Unnamed: 0,hour,coffee_carafe,coffee_amount
0,8,x,0.816164
1,9,x,0.451018
2,10,x,0.843279
3,11,x,0.335533
4,12,x,0.898291
5,13,x,0.310711
6,14,x,0.507288
7,15,x,0.215043
8,16,x,0.183891
9,17,x,0.39156


### b. Transform the data so that each carafe is in it's own column.

In [46]:
cof_df = cof_df.pivot(index='hour', columns='coffee_carafe')

In [47]:
cof_df.reset_index()

Unnamed: 0_level_0,hour,coffee_amount,coffee_amount,coffee_amount
coffee_carafe,Unnamed: 1_level_1,x,y,z
0,8,0.816164,0.189297,0.999264
1,9,0.451018,0.521502,0.91599
2,10,0.843279,0.023163,0.144928
3,11,0.335533,0.235529,0.311495
4,12,0.898291,0.017009,0.771947
5,13,0.310711,0.997464,0.39852
6,14,0.507288,0.058361,0.864464
7,15,0.215043,0.144644,0.436364
8,16,0.183891,0.544676,0.280621
9,17,0.39156,0.594126,0.436677


### c. Is this the best shape for the data?

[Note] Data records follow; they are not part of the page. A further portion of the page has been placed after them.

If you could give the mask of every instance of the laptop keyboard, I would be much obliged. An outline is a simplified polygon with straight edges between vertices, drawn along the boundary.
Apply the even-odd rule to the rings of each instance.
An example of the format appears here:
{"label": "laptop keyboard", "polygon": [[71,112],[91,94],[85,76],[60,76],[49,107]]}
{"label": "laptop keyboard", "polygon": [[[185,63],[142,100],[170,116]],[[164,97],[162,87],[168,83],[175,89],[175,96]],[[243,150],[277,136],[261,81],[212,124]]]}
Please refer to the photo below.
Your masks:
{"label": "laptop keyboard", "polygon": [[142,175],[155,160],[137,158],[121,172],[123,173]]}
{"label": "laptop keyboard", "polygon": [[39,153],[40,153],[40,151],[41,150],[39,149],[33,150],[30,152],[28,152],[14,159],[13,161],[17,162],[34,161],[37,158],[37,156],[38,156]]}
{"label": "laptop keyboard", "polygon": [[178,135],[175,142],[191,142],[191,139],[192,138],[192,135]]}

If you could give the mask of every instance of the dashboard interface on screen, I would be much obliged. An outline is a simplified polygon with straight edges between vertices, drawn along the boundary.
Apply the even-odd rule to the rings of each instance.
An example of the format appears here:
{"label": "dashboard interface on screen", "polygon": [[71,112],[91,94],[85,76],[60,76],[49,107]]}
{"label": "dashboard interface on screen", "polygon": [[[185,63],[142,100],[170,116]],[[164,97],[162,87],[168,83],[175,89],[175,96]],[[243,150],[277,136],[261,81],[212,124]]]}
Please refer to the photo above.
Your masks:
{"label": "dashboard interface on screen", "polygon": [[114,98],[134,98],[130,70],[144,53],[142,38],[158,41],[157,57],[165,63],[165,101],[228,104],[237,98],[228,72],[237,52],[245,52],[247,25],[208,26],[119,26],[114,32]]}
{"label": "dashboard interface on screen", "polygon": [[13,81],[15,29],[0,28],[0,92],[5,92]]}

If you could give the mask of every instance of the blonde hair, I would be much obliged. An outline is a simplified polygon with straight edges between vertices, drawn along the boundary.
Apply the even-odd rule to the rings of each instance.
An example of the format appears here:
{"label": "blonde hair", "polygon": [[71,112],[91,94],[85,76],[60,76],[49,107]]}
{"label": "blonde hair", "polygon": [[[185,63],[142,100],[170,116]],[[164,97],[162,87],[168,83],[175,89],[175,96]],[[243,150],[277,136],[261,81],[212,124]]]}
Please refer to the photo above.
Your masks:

No because each row is not a single instance.

## 3. Cake Recipes

### a. Read the cake_recipes table. This data set contains cake tastiness scores for combinations of different recipes, oven rack positions, and oven temperatures.

In [42]:
cake_df = pd.read_csv('untidy-data/cake_recipes.csv')

In [43]:
cake_df

Unnamed: 0,recipe:position,225,250,275,300
0,a:bottom,61.738655,53.912627,74.41473,98.786784
1,a:top,51.709751,52.009735,68.576858,50.22847
2,b:bottom,57.09532,61.904369,61.19698,99.248541
3,b:top,82.455004,95.224151,98.594881,58.169349
4,c:bottom,96.470207,52.001358,92.893227,65.473084
5,c:top,71.306308,82.795477,92.098049,53.960273
6,d:bottom,52.799753,58.670419,51.747686,56.18311
7,d:top,96.873178,76.101363,59.57162,50.971626


### b. Tidy the data as necessary.

### c. Which recipe, on average, is the best?

### d. Which oven temperature, on average, produces the best results?

### e. Which combination of recipe, rack position, and temperature gives the best result?